Keys to a Successful Offseason Strength and Conditioning Program

June 25, 2015, 10:23 a.m. (ET)

by Matt Krumrie

Strength and conditioning are an important part of a wrestler’s development. And that doesn’t stop once the season ends.

Consistency remains the key to a successful offseason strength and conditioning program, says José Valenzuela, president and founder of Boston Youth Wrestling. "No one builds meaningful strength after just one day of lifting weights and no one develops great endurance after just one run," he notes. Improvement takes time. To make any sort of significant progress, an athlete needs to commit to working out on a regular basis.

To do this, Valenzuela recommends youth wrestlers develop workouts that they look forward to doing. If a young athlete dreads working out, they simply won’t do it, he points out. "The best workout program is something that you’ll stick with, which is usually something you genuinely like doing," he says.

Another important point: you don't need to have access to a health club or fitness center to create an effective offseason strength and training program, says Brendan Buckley, head coach of the Cal Poly University Wrestling program. In fact, there are plenty of equipment-free exercises wrestlers can focus on, Buckley notes. These include: core work (crunches/planks), shoulders and back (pull-ups), jumps (for explosion) and agility exercises (for proper footwork).

Mike Favre, Director of Olympic Sports Strength and Conditioning at the University of Michigan, says: "Wrestlers need power, speed and endurance along with strength to be successful." They key to offseason workouts, Favre adds, is finding a good balance between strength training and endurance.

"Proper conditioning will ensure a wrestler not only has the endurance to last a match and tournament, but to handle all the training that goes on in preparation tocompete," Favre says. "Conditioning will also assist with recovery and injury prevention." 

Paul Rothenberg, head coach with the Cypress Lakes Wrestling Club in Fort Myers, Florida, says setting personal goals and trying new exercises can help challenge an athlete and break up the monotony of an offseason training routine.
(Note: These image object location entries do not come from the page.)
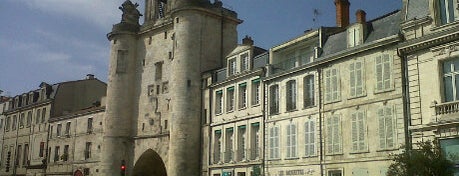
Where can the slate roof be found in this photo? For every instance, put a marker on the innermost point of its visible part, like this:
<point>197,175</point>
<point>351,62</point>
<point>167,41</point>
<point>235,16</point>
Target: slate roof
<point>379,28</point>
<point>417,9</point>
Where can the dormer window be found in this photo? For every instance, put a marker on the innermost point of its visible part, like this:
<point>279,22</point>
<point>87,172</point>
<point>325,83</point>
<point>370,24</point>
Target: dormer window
<point>231,66</point>
<point>448,11</point>
<point>244,61</point>
<point>354,35</point>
Some alternative ideas for exercises include:

  • Running: work towards setting a personal record in the one mile run.
  • Cross training: running hills and bleachers as well as interval training helps build endurance and stamina. 
  • Swimming: a great way to break up the monotony if running or cross training is getting dull. Water activities like playing games in a pool, lake, or ocean are also great ways to have fun while exercising.
  • Cycling: Challenge yourself with hill training or try long distance rides for endurance.

Joe Somerville, head assistant coach at Jeffersonville High School in Jeffersonville, Indiana, encourages wrestlers to compete in other sports during the offseason to help with strength and conditioning. "We don't want kids to get burned out by practicing wrestling all year," he explains. To help them stay active, he and his coaches post suggested workouts on Facebook and Twitter. 

"These are activities they can do anywhere, whether at home or on vacation with family," says Somerville. "Training in new places or outside the wrestling room or gym helps keep it fresh."

Jeff Wichern, a coach with the Eden Prairie (Minn.) Eagles Youth Wrestling Program, agrees. He says strength training doesn't necessarily mean lifting heavy weights and maxing out. Instead, he has his kids, focus on pull ups, pushups, and rope climbing. They also focus on plyometrics and circuit training, such as box jumps and speed hurdles. 

"We try to make it fun for our kids and they think they are just doing an obstacle course," says Wichern. "But really they’re working their tails off." Still, Wichern doesn’t expect his young athletes to make the same time commitment as they would during the season. "Make it short and sweet, don’t waste time and have fun.”

Offseason strength and conditioning program
Below is a sample workout from Brendan Buckley, head coach, Cal Poly University Wrestling that can be done three times per week.

Jump Rope: 3-5 sets. Start with 100 jumps in a set (30-second rest). Over the summer, build up to 200, 300 jumps in a set with a final goal of 1,000 jumps.

Push Ups: 3-5 sets of each with hands narrow, wide, on books, and claps in between.
Body Weight Squats: 3-5 sets of 25 or more. Also mix in varieties like 5-second descend and 5-second pause at the bottom each rep.
Pull Ups or Timed Hangs (for kids who cannot do pull ups): 3 sets to muscle failure
Lying Leg Raises: Hands under the butt (up to 90 degrees): 3 sets of 25
Hanging Leg Raises: 3 sets of 10
Crunches: 3 sets of 25

Knee-High Jumps (for maximum height): 5 sets of 10 (30-second rest)
Lunge Jumps: 4 sets of 10 each per leg (30-second rest)

High Knees: 4 x 25 yards (30-second rest)
Butt Kicks: 4 x 25 yards (30-second rest)
Acceleration Sprints: 5 x 50 yards (30-second rest) Start slow and in a crouch, rise up and accelerate to top speed by 30 to 40 yards.